In one case, a grand jury said that two clinic owners and two doctors who worked for them conspired to distribute pain pills and Xanax from July 2010 to June 2012.
Ray Douglas Stapleton, 34, and his wife, Tina Marie Stapleton, 33, owned a clinic called Auto, Accident & Health Care, the indictment said.
Physicians Stephen C. Arny and Emmanuel G. Acosta allegedly prescribed drugs improperly at the clinic.
Ray Stapleton also is charged with illegally possessing drugs in Magoffin County.
The government is seeking $1.3 million from the four.

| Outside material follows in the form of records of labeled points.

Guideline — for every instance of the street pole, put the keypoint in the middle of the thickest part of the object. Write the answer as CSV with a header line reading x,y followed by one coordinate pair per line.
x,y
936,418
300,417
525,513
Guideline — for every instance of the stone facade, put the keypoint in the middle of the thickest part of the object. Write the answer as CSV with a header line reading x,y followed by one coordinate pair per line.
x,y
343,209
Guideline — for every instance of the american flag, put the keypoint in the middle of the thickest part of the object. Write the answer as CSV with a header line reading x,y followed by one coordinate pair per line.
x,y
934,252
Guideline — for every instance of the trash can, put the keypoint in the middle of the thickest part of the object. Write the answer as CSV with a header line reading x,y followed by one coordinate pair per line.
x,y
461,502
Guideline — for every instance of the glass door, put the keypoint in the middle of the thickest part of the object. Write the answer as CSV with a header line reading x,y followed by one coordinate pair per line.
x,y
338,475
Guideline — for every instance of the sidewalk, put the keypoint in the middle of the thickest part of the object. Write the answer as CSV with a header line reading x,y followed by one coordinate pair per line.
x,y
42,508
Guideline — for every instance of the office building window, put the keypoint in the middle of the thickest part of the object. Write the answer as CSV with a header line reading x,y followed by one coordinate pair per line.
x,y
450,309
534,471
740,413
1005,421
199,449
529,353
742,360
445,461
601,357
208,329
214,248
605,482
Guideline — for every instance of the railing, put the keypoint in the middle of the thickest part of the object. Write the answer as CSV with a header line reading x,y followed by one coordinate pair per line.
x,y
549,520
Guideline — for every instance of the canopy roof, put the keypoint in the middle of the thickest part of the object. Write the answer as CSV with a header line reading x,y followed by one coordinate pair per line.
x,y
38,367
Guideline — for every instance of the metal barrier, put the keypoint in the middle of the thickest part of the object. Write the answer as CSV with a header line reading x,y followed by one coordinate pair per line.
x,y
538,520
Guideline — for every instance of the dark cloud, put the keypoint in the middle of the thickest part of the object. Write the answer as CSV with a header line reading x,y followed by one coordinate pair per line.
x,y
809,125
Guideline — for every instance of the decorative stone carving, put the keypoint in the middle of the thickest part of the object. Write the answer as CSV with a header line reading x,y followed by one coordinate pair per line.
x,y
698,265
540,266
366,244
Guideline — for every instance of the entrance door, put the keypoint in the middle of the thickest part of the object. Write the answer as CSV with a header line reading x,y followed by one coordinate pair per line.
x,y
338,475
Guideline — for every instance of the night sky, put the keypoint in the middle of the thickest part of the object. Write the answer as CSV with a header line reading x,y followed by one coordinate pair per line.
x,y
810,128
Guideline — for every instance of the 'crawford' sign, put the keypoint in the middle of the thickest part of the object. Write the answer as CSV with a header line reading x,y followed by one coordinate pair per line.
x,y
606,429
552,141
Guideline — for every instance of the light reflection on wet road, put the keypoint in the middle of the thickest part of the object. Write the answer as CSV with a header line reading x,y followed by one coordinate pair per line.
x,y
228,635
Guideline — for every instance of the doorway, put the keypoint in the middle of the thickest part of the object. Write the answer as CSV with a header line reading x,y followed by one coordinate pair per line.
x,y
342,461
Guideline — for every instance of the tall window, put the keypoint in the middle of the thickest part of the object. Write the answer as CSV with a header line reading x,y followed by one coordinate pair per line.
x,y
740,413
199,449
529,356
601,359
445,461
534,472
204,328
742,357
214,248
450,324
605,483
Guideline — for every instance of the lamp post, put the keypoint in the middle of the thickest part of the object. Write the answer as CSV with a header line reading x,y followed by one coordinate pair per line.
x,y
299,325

In the other case, Shelby Lackey, 50, and Tammy Cantrell, 39, who jointly owned a clinic called Caremore Pain Management in Paintsville before Cantrell became the sole owner in December, and a doctor who worked there, Rano S. Bofill, were charged with conspiring to illegally distribute pain pills from December 2007 to February 2012, and with maintaining a drug-distribution establishment.
The indictment provides little detail, but Richard Albert, another doctor who once worked at Caremore, said in a separate case that he issued prescriptions to dozens of people a day at times, with little or no examination.
Albert pleaded guilty in a federal drug case and is awaiting sentencing.
In a case before the Kentucky Board of Medical Licensure, Bofill said he was recruited to work at Caremore in 2009 and was paid $6,000 a week.
Bofill surrendered his license early this year, acknowledging his practices at the clinic "failed to conform to acceptable and prevailing medical practices" in Kentucky, according to an order from the licensure board.
The clinic allegedly made $1.9 million illegally during the conspiracy. The government is seeking that much from the defendants.
There have been several doctors and pain-clinic officials charged in drug conspiracies in Eastern Kentucky, but not so many in such a short time.
Kentucky lawmakers approved a bill this year aimed at cracking down on illegitimate pain clinics and overprescribing by doctors.
Among other things, the law requires greater use by doctors of the state's prescription-drug monitoring system, and requires that pain-management clinics be owned by doctors.
Four clinics told state officials they would close because they couldn't comply with the law, and nine others had not applied for a license and will be investigated, Gov. Steve Beshear said last month.
The state has not released the names of the clinics, so it wasn't clear whether they included offices whose owners were charged in the indictments announced Friday.
Investigations that led to the indictments were conducted by the state police; the FBI; the Kentucky Attorney General's Office; the state Board of Pharmacy; the U.S. Food and Drug Administration; the U.S. Drug Enforcement Administration; and the Kentucky Office of Inspector General, Drug Enforcement Branch, according to Harvey's office.